Sunday, September 22, 2013

Frostburg's Appalachian Festival Leaves Nothing to be Desired

Crafts, baked goods, goats, owls and baby turtles, the smell of chili and crab cakes, and the sound of bluegrass in the background. What do all of these have in common? They can be experienced at the Appalachian Festival in the Upper Quad of Frostburg State University.

Crowds of people come to this event, which is open to the community. Michael Shannon, a junior at Frostburg State, says he finds it nice that "there are a lot of non-campus community who have come out to support this event."

There were events for people of all ages at the festival. Adults crowded around the tents with performers, listening to various music styles. The Children's Tent was a hit with the youngsters, who listened enthusiastically. Children laughed together as they chased each other around a tree, and played hide and seek. No matter what age, there was something to do for everyone.

Appealing to animal lovers, The Capering Kids Goat Club had a fenced in area that held several goats. Anyone who wanted to could step in and pet and feed them. Both children and adults were eager to jump on the opportunity. Travis Hickey, a sophomore at Potomac State says, "It was a very cool experience getting to go in the pen and pet the goats, and attempt to feed them."

The festival also featured a woman from the Rocky Gap State Park who had alongside a couple owl friends, and questioned the audience on various trivia points. They enthusiastically participated, answering her questions about owls, including the Barn Owl, as she had with her at the festival. One point she stressed very carefully is what to do when you come across a baby owl in the wild, without its mother. She says many people think it's on its own, and they feel the need to rescue it. But that mother knows exactly where she left it. She says, "It's important that if we ever see a baby out on its own in the wild, that we leave it there." She also had two baby turtles that quickly became a popular attraction.

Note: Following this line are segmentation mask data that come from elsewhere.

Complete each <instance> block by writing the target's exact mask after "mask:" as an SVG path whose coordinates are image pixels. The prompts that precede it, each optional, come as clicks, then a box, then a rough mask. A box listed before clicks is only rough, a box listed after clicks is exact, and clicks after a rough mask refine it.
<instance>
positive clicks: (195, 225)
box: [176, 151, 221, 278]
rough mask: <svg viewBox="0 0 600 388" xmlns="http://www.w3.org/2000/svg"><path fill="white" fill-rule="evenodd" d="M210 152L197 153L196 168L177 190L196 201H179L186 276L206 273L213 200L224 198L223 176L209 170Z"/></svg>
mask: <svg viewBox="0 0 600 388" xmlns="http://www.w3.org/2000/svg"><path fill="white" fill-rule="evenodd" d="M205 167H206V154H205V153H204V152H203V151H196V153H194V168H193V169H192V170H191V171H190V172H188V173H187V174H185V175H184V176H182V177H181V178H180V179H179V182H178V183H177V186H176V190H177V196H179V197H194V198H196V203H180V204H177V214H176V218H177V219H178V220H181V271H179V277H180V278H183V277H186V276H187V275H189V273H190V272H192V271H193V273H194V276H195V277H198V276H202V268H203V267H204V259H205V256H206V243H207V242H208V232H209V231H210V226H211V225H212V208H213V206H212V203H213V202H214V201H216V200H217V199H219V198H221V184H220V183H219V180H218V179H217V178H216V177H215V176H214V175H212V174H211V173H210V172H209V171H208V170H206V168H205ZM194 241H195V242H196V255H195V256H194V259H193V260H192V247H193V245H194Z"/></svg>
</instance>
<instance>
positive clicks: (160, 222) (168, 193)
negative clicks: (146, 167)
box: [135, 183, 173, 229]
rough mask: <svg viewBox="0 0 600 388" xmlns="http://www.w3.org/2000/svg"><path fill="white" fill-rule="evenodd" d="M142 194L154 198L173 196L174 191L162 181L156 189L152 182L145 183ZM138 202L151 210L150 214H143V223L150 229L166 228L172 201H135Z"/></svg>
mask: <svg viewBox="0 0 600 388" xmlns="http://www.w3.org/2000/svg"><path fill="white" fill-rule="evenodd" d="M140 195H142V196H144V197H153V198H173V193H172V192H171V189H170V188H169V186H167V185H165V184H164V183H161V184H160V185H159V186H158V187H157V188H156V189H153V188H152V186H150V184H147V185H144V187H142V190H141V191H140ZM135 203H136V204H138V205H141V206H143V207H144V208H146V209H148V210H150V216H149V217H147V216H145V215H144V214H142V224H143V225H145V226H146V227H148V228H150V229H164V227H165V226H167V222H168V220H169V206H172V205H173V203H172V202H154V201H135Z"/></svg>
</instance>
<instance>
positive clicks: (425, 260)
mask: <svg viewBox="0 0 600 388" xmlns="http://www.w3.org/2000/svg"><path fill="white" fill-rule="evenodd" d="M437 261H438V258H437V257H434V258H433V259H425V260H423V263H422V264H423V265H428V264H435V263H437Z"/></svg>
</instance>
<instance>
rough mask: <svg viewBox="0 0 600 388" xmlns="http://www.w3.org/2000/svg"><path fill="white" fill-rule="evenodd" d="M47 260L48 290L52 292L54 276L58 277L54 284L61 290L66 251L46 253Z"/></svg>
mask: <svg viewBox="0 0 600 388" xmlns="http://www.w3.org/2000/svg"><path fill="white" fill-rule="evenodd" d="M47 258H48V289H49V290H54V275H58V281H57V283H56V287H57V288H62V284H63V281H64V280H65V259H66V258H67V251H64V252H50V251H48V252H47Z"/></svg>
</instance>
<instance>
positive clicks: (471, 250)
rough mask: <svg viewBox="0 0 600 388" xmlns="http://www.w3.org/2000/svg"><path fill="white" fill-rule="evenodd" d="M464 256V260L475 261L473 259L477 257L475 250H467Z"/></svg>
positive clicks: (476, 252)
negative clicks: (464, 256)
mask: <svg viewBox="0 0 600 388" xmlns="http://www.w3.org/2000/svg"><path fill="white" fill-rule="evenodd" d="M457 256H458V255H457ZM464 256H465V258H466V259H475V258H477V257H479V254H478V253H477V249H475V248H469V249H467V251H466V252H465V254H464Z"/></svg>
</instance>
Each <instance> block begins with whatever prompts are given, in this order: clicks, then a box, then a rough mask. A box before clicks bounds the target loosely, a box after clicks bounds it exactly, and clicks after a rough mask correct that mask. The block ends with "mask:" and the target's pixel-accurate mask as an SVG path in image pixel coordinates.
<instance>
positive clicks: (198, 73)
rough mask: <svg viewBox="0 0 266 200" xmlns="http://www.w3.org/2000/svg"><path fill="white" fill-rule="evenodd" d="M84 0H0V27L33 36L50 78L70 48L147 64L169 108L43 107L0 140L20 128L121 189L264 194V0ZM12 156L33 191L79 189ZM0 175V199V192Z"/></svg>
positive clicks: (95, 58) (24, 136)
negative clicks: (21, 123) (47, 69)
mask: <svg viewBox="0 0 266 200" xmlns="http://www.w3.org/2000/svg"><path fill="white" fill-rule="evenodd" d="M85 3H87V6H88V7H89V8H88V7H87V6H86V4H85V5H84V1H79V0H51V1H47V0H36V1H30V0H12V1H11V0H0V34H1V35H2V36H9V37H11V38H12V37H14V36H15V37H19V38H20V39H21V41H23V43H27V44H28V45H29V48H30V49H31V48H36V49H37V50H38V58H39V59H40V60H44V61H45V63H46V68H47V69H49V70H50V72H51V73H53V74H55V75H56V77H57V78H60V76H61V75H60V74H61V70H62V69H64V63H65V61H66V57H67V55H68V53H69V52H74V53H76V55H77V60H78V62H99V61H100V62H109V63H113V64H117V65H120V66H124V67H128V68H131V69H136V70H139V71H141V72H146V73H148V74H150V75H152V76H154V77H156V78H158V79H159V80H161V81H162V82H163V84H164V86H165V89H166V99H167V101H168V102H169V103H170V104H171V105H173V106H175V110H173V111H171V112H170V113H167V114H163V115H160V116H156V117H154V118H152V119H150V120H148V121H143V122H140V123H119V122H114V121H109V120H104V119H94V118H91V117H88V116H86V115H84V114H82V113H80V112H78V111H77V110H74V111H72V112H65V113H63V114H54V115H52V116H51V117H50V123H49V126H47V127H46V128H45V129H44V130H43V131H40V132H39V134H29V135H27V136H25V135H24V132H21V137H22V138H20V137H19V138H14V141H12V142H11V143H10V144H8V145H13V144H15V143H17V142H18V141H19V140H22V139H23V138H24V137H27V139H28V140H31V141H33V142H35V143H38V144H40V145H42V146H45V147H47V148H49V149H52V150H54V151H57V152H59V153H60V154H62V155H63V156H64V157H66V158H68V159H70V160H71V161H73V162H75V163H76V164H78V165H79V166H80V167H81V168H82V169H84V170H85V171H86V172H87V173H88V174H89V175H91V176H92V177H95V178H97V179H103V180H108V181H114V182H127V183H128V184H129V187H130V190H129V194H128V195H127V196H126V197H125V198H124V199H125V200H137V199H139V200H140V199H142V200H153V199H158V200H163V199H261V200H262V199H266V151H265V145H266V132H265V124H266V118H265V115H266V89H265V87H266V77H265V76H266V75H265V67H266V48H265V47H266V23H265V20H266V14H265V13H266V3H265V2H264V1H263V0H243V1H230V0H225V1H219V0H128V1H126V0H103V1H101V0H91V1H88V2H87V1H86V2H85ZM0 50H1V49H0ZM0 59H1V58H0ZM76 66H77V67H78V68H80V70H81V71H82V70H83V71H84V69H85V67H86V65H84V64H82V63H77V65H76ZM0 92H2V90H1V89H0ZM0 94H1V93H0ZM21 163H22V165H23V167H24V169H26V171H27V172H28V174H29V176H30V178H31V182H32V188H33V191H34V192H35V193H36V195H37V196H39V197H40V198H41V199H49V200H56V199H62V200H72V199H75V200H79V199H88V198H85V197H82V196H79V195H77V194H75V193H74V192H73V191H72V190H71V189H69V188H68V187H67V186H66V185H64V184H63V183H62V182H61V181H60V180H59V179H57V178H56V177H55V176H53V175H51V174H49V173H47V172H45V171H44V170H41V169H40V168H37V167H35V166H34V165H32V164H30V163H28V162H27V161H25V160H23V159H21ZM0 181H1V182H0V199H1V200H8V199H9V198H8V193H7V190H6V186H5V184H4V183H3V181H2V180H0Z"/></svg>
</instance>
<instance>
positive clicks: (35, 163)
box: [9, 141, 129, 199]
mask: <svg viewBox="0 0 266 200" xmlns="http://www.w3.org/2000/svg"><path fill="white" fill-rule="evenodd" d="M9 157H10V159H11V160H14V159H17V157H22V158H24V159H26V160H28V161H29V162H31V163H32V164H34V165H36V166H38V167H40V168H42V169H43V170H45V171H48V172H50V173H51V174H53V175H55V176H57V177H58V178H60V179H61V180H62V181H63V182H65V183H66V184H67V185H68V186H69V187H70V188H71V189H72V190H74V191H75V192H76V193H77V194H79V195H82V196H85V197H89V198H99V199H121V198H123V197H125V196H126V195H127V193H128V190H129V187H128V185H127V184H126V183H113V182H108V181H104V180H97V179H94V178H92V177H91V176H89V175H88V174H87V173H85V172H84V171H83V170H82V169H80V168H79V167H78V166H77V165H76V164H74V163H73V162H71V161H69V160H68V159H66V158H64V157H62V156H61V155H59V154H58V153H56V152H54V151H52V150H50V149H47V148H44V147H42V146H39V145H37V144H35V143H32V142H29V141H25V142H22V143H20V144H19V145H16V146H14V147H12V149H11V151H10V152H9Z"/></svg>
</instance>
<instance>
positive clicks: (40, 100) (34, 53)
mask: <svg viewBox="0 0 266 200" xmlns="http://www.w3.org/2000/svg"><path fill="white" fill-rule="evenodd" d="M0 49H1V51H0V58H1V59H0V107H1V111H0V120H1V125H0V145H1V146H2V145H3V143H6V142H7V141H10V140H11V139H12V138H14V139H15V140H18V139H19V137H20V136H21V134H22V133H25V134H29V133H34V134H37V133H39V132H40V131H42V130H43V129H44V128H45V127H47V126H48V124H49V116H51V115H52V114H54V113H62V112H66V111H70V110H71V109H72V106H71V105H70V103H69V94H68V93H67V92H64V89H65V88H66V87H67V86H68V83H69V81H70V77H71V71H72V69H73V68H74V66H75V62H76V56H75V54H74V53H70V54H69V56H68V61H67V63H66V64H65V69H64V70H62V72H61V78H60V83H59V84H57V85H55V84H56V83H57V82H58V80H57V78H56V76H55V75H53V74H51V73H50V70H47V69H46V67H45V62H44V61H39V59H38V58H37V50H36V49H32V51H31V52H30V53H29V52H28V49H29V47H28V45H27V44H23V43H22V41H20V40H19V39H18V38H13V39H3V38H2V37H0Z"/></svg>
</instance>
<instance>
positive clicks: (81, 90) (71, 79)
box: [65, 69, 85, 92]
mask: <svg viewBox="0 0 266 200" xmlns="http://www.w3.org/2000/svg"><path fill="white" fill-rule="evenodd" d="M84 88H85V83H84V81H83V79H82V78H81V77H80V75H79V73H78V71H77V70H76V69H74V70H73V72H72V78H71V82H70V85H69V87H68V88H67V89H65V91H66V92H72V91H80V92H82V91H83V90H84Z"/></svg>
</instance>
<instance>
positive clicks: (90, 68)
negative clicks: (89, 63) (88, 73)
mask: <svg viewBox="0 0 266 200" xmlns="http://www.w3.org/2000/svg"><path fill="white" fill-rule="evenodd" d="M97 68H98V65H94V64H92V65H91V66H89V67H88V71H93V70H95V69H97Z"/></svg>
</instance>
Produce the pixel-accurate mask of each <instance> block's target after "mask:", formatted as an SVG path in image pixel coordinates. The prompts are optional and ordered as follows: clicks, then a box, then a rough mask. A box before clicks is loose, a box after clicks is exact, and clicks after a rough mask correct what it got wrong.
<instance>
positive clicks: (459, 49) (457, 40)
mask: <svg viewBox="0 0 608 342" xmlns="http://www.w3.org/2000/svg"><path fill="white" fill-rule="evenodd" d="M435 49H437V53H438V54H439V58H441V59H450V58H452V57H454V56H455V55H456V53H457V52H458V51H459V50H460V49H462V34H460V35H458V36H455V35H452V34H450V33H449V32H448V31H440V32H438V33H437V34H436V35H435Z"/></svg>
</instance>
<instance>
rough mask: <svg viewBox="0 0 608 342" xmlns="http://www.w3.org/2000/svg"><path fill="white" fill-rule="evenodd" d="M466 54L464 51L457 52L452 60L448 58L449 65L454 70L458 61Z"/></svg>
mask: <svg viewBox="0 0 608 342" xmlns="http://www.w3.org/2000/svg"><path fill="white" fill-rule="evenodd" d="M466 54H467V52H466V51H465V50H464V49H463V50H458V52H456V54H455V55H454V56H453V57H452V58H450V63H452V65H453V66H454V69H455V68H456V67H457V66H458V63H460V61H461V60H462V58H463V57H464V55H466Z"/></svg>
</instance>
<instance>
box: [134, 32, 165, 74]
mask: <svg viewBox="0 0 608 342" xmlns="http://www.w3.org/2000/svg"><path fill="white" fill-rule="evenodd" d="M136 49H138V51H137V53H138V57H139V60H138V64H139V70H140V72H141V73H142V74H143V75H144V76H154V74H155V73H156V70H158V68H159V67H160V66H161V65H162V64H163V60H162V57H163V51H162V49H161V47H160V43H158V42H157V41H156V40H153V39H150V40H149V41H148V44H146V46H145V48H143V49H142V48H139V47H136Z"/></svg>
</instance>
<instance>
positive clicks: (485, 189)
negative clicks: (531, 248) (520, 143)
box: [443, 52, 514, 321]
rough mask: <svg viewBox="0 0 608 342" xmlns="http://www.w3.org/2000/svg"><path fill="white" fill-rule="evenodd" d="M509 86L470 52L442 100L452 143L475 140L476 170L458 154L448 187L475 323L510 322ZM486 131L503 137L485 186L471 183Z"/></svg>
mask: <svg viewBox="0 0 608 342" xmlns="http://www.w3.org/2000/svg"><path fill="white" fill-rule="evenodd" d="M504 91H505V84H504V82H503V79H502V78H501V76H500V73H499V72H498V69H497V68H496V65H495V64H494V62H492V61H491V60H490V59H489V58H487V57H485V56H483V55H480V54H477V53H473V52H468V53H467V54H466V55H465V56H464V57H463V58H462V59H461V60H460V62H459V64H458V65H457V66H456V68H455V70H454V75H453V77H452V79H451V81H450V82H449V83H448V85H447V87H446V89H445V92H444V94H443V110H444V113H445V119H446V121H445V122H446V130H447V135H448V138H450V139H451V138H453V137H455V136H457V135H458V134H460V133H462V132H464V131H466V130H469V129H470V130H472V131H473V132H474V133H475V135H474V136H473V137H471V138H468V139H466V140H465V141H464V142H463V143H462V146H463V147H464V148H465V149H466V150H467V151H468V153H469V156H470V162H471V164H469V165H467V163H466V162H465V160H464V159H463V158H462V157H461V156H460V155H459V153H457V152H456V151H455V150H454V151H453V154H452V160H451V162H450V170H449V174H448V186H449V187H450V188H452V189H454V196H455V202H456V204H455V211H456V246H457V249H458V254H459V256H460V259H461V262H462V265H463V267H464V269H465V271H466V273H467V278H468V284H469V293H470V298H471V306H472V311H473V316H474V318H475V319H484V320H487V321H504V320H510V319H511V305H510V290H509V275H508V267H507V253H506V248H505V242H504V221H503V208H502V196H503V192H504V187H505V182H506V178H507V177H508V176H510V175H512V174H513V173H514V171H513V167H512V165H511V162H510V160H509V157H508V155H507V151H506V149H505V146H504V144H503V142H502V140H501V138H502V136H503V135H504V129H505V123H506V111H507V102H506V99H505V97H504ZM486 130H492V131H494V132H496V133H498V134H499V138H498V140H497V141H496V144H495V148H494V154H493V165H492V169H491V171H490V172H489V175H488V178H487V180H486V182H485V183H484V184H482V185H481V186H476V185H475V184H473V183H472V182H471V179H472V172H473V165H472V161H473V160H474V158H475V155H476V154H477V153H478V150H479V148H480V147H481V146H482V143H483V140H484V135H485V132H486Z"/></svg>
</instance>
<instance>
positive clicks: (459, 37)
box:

The vendors were the highlight of the day for many, as everyone seemed impressed by their variety. Under the "Sugar and Spice Bakery" tent, there seemed to be any cookie or fudge available to satisfy any craving. At the neighboring tent, the vendors sold anything from hand carved clay masks, woven baskets, walking sticks, to root beer, and more. The food options were many, including chili, hot dogs, and even crab cakes. There were numerous tents surrounding the Upper Quad for different performers. From Scottish pipes to bluegrass, it was certainly a fair display of Appalachian music. Frostburg sophomore Caitlin Taylor sums it up by saying she was most impressed by "the diversity of the vendors, and Lonesome Highway was really good."

Not even the rain could dampen the excitement of the crowd as they enjoyed another Appalachian Festival. The wide variety of vendors from food to crafts to music left no one disappointed. Odds are, people will be returning next year.